Так что же он может передать по наследству? Может быть, роскошные смычковые инструменты, подаренные ему князем Лихновски? Он распахнул крышку ящика и сразу увидел покрытую ярким лаком скрипку, изготовленную Гварнери[56] ещё в 1718 году. Не меньшим шедевром была скрипка Николо Амати[57], относящаяся к 1669 году, с чуть выпуклым корпусом и отличавшаяся сладковатым звучанием.
Какое же у него ещё есть недвижимое имущество?
Договоры с издателями с финансовой точки зрения не представляли собой лакомого куска для наследника. Но кто же мог считаться таковым у него?
Его братья?
У него не было особых оснований испытывать к ним дружеские чувства, но всё же это были его братья.
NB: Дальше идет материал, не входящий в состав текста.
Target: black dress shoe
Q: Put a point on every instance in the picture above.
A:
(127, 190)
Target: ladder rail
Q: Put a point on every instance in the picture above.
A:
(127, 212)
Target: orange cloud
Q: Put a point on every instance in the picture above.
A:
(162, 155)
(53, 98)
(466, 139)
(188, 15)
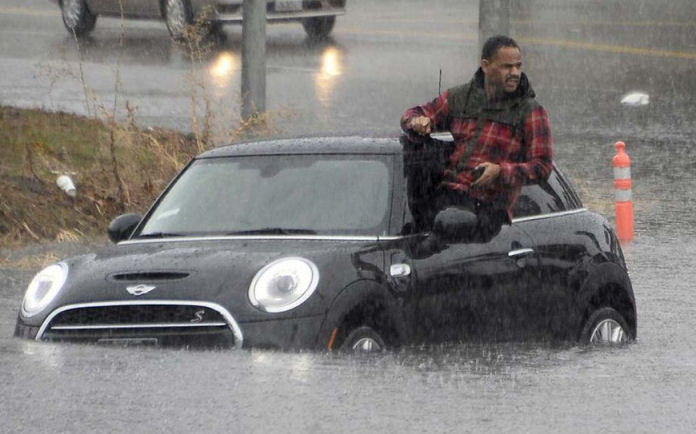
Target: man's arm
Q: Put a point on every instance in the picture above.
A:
(539, 152)
(424, 119)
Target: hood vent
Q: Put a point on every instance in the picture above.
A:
(149, 276)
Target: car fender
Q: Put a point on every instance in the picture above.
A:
(608, 283)
(361, 292)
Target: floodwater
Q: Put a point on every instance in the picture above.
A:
(646, 386)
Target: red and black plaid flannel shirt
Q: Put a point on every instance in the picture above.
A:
(521, 162)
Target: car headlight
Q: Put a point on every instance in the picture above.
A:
(283, 284)
(44, 288)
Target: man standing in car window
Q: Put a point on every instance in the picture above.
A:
(502, 136)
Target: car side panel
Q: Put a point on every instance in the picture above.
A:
(569, 246)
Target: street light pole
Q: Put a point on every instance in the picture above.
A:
(494, 19)
(253, 57)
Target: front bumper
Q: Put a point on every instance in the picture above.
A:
(169, 323)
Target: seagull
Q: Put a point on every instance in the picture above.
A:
(635, 99)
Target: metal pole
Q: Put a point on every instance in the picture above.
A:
(253, 58)
(494, 19)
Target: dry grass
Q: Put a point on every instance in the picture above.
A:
(36, 147)
(116, 166)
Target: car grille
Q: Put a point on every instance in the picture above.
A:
(161, 323)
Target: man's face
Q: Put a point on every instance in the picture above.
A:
(503, 70)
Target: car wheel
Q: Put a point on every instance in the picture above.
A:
(605, 326)
(363, 339)
(76, 17)
(319, 27)
(177, 15)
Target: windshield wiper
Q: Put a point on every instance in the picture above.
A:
(274, 231)
(160, 235)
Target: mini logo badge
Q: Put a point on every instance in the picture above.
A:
(139, 289)
(198, 316)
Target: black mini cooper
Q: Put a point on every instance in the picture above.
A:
(316, 244)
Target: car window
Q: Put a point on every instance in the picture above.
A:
(313, 194)
(543, 198)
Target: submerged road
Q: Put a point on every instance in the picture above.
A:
(581, 56)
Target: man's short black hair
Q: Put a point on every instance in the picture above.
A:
(494, 43)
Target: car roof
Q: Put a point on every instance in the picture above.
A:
(310, 145)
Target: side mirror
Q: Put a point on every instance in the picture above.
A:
(123, 226)
(455, 224)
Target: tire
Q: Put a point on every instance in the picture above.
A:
(363, 339)
(77, 18)
(178, 15)
(605, 326)
(318, 28)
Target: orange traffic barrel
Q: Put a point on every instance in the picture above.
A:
(623, 196)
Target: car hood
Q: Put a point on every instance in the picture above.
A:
(217, 271)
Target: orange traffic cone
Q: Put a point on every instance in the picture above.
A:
(622, 193)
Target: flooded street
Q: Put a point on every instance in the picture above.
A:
(581, 60)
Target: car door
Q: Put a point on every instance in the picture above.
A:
(551, 214)
(471, 291)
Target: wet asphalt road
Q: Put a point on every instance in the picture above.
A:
(582, 57)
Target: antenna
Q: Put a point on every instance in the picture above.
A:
(439, 84)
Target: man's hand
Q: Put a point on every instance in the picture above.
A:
(490, 173)
(421, 125)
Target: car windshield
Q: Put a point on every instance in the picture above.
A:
(276, 195)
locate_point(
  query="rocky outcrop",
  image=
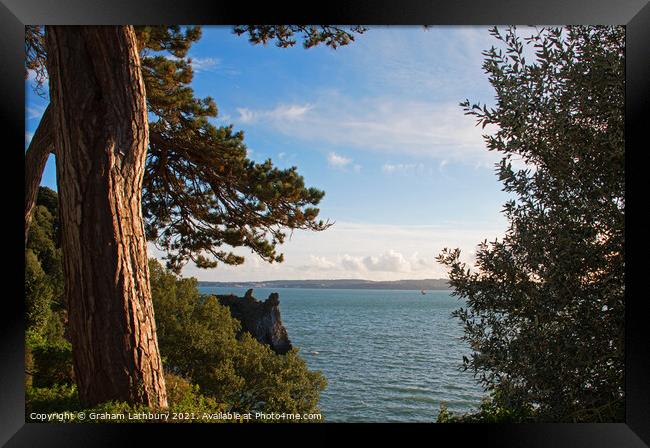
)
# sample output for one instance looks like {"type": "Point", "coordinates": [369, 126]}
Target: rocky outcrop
{"type": "Point", "coordinates": [260, 319]}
Карл?.. В его жизни произошли большие перемены. В последнее время ему грех было жаловаться на жизнь, но вот Иоганн...
Он взял большой жёлтый лист канцелярской бумаги и начал писать:
«Бетховен
Моим братьям Карлу...»
Он намеренно оставил свободное место. Уж очень ему не хотелось вписывать сюда Иоганна. Стоило ему представить себе фигуру брата с отвислыми плечами и надменной улыбкой, вспомнить, что ещё несколько дней назад он прямо-таки довёл его до белого каления...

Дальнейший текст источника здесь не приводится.